The latest developments come after Wikileaks revealed on March 26 that Ecuador’s congress had initiated an investigation against president Lenin Moreno after the INA papers were leaked in February.

These set of documents, regarding the operations of an offshore tax haven, INA Investment Corp, created by the president’s brother, contain a “trove of emails, phone communications and expense receipts are said to link the president and his family to a series of corrupt and criminal dealings, including money laundering and offshore accounts,” according to a recent article published by Wikileaks.

While Wikileaks has not published a single document regarding the INA papers or referring to the president’s family, the country’s vice-president, Otto Sonnenholzner, was quick to allege that Wikileaks was behind the information expose.

Foreign minister María Fernanda Espinosa further added, “We will not allow [Assange’s].. website to interfere in the private channels of communication of the Ecuadorian head of state.. he is biting the hand that feeds him.”

Julian Assange’s lawyer, Carlos Poveda, pointed out, “Remember that WikiLeaks has an internal organization and Mr. Assange is no longer in the editor.” In fact, Assange has been isolated from all connection to the outside world since March last year, when his internet connection was cut off by Moreno’s government.

By then, Assange had already been holed up in a small room in Ecuador’s London embassy for almost five years after the previous progressive president, Rafael Correa, had defied the US and UK by giving asylum to Assange in 2012.

Moreno, Correa’s successor, however began to move away from the latter’s policies, both domestically and internationally. One of the key planks of this shift was the increase in restrictions on Assange.

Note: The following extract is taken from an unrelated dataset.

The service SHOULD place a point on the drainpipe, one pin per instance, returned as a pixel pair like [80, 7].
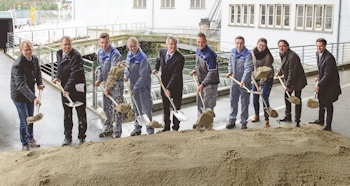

Months later, in December, New York times reported that discussions were underway with the aim of reaching a deal, in which Ecuador will hand over Assange, and in exchange, the US will waive off the former’s debt obligations to it.

In the aftermath of the INA papers scandal and the government’s attempt to blame Assange, the former consul of Ecuador, Fidel Navarez criticized the government saying, “The recent reaction of the Ecuadorian government to the INAPAPERS scandal could not be worse. Instead of clarifying and making the issue transparent, the government spokesmen, to divert attention from the still timorous official investigations, position a monumental lie, accusing WikiLeaks of having leaked communications and images of President Moreno’s family circle.”

“Despite being an outrageous accusation”, he added, “the farce has reached the point that the Ecuadorian National Assembly has issued a resolution to investigate Julián and encourages the government to take measures to “safeguard national interests.” In short, the government seeks a false pretext to end the asylum and protection of Julian Assange.”